Le procès relatif au meurtre d’Engin CEBER par tortures viole tous les règles juridiques élémentaires. L’opposition démocratique a forcé le parquet à faire un pas en arrière et à lancer des poursuites contre les gardiens qui ont causé la mort, avec l’accusation d’homicide par tortures. Mais cette opposition n’a pas encore réussi à faire traduire les policiers, les gendarmes et les gardiens tortionnaires devant le tribunal selon les dispositions légales qui sont à la hauteur du crime. Tous ces faits montrent que la punition des tortionnaires ne sera possible que grâce à la poursuite effective des efforts de cette opposition.
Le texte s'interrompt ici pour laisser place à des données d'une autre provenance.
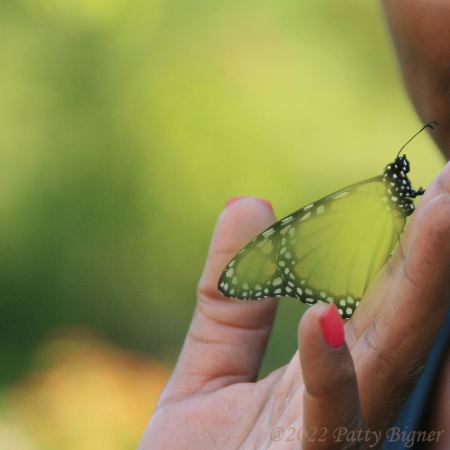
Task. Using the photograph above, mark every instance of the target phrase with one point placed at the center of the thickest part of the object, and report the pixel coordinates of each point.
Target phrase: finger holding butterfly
(393, 330)
(225, 342)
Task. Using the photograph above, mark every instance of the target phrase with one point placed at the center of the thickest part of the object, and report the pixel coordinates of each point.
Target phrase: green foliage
(126, 125)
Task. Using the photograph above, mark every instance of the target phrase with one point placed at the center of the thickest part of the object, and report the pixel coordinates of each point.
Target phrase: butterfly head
(399, 188)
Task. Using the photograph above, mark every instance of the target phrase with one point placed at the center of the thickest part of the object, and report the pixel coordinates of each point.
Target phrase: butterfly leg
(419, 191)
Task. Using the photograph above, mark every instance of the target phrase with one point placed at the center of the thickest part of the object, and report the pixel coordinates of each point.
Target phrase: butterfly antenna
(431, 125)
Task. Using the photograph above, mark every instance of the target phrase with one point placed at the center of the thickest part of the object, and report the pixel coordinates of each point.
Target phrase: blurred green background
(124, 128)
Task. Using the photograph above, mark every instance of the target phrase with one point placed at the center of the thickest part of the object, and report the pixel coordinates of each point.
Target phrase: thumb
(332, 413)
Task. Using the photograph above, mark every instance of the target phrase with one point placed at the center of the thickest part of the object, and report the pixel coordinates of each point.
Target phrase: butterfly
(329, 250)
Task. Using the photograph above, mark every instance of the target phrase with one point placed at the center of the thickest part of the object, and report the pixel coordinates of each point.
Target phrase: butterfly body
(328, 250)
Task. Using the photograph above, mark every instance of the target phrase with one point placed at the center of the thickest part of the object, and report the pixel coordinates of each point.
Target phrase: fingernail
(235, 199)
(332, 327)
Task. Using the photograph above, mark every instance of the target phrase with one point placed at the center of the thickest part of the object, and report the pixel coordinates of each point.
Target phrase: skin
(212, 400)
(421, 36)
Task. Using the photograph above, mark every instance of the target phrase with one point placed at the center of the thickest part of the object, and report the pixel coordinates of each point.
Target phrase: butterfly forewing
(329, 250)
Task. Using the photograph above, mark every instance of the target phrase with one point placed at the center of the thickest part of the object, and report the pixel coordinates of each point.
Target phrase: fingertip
(234, 200)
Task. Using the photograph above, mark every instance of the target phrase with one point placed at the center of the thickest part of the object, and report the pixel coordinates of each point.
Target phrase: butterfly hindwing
(328, 250)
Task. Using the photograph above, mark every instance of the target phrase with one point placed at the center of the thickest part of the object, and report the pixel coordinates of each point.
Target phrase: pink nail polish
(332, 327)
(235, 199)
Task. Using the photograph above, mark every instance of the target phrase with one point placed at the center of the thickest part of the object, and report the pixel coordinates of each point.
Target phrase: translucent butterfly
(331, 249)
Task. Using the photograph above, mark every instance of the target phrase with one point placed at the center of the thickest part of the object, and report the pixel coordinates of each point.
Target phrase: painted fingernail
(332, 327)
(235, 199)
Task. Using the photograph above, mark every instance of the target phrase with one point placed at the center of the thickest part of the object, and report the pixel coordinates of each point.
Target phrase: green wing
(329, 250)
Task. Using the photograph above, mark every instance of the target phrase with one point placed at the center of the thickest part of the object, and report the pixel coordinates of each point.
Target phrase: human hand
(212, 400)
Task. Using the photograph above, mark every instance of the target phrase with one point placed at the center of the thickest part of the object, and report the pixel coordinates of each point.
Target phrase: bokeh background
(125, 125)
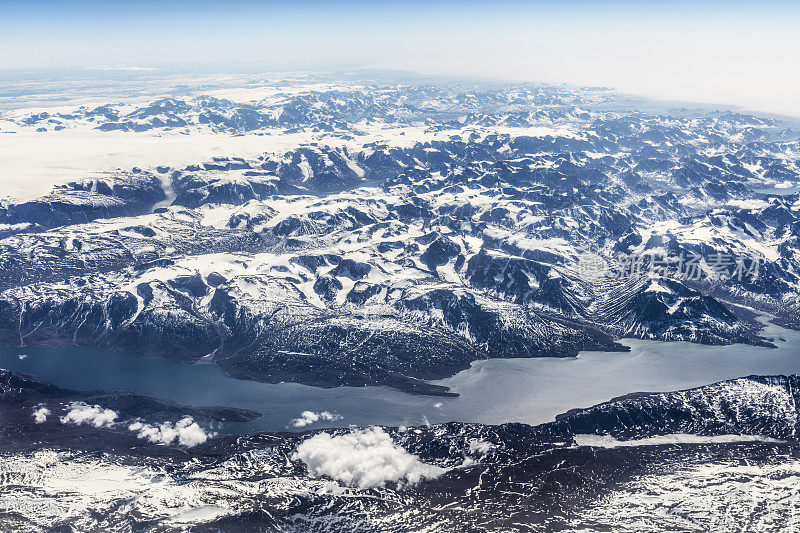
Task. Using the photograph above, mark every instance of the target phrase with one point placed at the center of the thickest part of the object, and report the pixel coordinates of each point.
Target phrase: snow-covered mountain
(701, 459)
(360, 261)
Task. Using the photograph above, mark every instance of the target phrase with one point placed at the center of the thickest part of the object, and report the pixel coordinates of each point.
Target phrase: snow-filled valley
(459, 271)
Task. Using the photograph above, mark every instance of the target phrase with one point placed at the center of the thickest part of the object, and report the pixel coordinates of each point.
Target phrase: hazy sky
(741, 53)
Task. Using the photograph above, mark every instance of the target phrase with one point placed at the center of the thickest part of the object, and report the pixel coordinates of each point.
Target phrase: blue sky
(728, 52)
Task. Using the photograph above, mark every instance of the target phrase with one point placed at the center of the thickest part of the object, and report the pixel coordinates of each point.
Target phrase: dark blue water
(495, 391)
(205, 384)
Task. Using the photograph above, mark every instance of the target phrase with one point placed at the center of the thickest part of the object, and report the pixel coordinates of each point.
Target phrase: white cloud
(81, 413)
(480, 447)
(40, 414)
(309, 417)
(607, 441)
(362, 458)
(185, 431)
Pour cela, il faut préalablement effectuer une remise en question approfondie de l’ordre établi et demander des comptes à tous ceux qui se gardent d’arrêter le policier qui avait tiré sur Ferhat GERCEK, mais qui en revanche autorisent l’arrestation et la mise à mort d’Engin.

Pour Engin, pour la justice, nous appelons tous les barreaux, toutes les associations juridiques, toutes les ONG et toutes les personnes qui s’opposent à la torture à participer au procès qui commencera le 21 janvier 2009, à la 14ème Chambre de la Cour d’assises de Bakirköy.